Does the concept of both helicity and chirality make sense for a massive Dirac spinor?

A massive electron in the chiral basis is written as a column made up of $$\psi_L$$ and $$\psi_R$$. What is the significance of this?

These cannot be decoupled from each other due to the presence of the mass term in the Dirac equation, and we know electrons will look either left handed or right handed depending upon from which frame we are looking at them. But what is then the meaning of $$\psi_L$$ and $$\psi_R$$ separately?

• Sep 12, 2022 at 6:39

It is important to differentiate between helicity and chirality.
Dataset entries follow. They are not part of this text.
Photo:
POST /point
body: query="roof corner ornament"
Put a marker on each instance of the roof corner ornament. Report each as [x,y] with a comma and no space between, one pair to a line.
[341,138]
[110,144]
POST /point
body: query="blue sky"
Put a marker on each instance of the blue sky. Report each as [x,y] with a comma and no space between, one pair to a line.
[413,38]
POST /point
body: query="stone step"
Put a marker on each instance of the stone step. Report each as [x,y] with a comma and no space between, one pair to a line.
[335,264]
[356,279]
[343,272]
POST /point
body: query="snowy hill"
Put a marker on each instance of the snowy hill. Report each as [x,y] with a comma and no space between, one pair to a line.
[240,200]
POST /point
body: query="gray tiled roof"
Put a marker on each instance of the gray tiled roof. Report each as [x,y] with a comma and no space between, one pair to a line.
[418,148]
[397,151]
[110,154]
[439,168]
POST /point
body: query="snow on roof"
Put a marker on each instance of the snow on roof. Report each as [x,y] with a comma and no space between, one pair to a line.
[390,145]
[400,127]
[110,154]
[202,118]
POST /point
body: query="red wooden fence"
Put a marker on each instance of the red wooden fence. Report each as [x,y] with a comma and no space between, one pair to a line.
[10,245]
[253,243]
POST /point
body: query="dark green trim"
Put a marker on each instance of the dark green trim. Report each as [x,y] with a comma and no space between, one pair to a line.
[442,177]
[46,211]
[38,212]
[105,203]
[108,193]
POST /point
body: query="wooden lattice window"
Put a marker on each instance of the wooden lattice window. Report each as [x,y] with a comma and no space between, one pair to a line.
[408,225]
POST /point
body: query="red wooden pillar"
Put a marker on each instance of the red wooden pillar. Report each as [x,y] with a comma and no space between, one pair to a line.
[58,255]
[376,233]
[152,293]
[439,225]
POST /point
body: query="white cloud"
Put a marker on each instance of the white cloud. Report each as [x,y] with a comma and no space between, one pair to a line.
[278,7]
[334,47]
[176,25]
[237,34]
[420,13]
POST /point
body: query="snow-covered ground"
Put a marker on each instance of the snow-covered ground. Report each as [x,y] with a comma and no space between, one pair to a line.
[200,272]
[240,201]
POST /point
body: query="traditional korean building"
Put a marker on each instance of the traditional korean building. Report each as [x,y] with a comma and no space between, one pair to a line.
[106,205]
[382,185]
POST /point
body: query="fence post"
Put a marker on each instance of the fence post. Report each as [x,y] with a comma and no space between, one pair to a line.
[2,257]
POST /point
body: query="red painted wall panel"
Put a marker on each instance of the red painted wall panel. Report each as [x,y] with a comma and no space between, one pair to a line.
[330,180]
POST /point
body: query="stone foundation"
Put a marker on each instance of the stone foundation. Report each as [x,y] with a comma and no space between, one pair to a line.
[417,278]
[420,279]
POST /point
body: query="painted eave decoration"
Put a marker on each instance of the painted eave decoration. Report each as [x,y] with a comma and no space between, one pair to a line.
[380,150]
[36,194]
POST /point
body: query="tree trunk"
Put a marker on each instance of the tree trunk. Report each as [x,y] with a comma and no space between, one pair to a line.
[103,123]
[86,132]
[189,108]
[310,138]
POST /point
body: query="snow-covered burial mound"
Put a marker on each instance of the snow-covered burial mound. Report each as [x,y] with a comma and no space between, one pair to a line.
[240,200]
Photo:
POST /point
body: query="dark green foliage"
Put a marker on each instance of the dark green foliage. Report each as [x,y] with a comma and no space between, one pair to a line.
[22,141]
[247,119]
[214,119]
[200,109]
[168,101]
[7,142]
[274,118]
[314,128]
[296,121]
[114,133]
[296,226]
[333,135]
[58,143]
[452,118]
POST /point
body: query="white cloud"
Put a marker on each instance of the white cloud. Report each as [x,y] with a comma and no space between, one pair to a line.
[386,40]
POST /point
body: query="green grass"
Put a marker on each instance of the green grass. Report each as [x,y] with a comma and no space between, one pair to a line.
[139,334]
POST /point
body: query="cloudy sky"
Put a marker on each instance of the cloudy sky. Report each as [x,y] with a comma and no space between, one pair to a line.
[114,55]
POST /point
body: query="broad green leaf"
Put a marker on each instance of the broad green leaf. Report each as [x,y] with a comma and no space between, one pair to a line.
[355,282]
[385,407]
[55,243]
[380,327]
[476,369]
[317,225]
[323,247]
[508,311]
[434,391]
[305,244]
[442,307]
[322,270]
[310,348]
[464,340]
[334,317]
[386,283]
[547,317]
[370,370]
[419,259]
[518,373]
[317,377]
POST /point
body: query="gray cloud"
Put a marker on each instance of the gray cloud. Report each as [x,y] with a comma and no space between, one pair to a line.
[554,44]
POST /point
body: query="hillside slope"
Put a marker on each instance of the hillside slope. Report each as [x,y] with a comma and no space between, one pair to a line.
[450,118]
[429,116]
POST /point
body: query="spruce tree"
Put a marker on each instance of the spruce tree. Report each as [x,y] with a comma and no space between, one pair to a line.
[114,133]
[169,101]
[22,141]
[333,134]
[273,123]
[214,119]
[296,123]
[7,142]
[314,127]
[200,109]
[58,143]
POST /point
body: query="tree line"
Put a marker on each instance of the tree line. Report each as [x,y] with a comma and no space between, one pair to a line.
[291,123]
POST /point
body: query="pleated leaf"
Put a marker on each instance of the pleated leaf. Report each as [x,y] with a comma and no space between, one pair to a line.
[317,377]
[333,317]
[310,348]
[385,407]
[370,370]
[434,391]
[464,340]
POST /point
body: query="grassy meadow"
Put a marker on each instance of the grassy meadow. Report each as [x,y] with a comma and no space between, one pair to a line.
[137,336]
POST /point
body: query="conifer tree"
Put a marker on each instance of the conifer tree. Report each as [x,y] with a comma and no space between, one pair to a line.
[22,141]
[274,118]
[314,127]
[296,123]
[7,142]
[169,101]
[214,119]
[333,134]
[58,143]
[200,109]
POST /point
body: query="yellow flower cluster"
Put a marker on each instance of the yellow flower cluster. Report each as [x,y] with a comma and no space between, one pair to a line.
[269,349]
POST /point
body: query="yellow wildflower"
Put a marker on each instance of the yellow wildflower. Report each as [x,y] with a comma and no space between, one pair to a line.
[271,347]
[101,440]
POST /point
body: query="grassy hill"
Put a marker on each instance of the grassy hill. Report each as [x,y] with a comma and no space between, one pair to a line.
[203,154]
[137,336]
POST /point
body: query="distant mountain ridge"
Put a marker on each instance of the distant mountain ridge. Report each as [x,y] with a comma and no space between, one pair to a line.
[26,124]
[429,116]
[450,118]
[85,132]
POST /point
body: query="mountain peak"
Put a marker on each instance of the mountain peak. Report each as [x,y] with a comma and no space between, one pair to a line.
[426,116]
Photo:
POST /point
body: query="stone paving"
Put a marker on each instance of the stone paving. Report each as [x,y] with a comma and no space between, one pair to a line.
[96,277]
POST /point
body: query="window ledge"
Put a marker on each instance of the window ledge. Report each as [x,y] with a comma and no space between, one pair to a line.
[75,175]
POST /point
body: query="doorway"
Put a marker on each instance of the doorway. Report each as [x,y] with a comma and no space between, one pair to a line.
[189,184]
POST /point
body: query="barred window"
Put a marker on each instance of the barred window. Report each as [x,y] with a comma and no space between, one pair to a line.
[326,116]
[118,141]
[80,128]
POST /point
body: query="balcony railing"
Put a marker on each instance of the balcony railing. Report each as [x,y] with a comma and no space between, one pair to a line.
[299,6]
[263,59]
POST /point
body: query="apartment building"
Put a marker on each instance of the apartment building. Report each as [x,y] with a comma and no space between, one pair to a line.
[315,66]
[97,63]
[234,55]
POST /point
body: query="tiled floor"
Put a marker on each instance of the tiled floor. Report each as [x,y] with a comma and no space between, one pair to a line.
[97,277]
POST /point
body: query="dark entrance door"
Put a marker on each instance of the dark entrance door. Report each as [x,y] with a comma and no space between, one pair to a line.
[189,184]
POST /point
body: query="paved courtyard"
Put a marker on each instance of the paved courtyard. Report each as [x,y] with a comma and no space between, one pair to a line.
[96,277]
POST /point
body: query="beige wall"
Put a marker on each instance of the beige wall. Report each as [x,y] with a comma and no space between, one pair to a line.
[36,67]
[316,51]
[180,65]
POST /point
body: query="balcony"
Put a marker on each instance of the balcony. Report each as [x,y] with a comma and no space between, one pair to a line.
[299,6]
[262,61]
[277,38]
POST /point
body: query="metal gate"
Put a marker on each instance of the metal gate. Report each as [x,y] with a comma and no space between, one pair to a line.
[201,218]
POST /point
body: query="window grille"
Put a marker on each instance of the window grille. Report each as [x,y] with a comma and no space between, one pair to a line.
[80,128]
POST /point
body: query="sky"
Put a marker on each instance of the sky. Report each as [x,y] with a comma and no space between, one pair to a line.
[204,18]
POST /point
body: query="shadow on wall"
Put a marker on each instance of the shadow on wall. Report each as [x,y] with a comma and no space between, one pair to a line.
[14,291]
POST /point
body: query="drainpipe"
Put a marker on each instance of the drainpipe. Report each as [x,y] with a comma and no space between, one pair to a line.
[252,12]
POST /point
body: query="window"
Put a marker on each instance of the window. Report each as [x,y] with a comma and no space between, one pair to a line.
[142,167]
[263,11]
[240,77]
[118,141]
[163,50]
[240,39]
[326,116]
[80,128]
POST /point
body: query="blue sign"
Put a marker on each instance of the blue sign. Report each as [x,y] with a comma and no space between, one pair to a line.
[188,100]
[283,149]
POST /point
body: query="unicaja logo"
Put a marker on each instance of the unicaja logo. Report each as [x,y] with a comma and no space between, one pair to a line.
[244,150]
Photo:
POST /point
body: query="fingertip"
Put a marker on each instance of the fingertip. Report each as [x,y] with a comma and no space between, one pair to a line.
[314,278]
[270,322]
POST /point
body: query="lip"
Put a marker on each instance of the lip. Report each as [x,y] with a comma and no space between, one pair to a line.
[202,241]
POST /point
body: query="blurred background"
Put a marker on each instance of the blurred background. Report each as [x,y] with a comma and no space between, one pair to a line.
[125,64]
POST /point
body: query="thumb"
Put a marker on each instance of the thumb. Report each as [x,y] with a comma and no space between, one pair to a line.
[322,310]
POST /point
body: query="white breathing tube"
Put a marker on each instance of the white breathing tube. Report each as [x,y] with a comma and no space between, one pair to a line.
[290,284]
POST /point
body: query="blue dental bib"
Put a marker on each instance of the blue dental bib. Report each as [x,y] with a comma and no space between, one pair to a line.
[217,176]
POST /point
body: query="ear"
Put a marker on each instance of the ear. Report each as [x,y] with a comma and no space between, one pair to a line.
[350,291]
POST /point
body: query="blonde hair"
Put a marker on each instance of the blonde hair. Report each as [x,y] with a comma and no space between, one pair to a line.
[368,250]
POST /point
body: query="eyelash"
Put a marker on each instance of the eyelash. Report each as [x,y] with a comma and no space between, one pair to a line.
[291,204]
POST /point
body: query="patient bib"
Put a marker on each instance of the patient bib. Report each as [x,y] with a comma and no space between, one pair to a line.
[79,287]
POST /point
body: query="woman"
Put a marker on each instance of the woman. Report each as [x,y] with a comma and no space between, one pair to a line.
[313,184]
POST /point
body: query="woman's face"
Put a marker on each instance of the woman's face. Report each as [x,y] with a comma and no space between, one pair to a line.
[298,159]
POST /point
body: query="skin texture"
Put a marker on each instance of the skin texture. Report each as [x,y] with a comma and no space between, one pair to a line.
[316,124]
Helicity is the spin angular momentum of a particle projected onto its direction of motion. For a massive particle this quantity is frame dependent. Furthermore, since angular momentum is conserved, as a particle propagates helicity is conserved.

On the other hand, chirality is an innate property of a particle and doesn't change with frame. However, the mass term for a Dirac particle is, $$\begin{equation} -m(\psi_L^\dagger \psi_R + \psi_R^\dagger\psi_L) \end{equation}$$ (in this notation the Dirac spinor is $$\Psi= (\psi_L , \psi_R) ^T$$). This term can be thought of as an interaction term in the Lagrangian which switches the chirality of a particle (e.g. a left chiral particle can spontaneously turn into a right chiral particle)

For a massless particle, chirality is equal to helicity.

4. If we write the Dirac Lagrangian in terms of chirality eignestates then we have, $$\begin{equation} {\cal L} _D = i \psi _L ^\dagger \sigma ^\mu \partial _\mu \psi _L + i \psi _R ^\dagger \bar{\sigma} ^\mu \partial _\mu \psi _R - m \psi _L ^\dagger \psi _R - m \psi _R ^\dagger \psi _L \end{equation}$$ Then we can think of $$\psi_L$$ (left chiral particle) and $$\psi_R$$ (right chiral particle) as two different particles that can turn into each other spontaneously through a mass term. Putting them together, into a Dirac spinor masks this property. However, they are still well defined separately.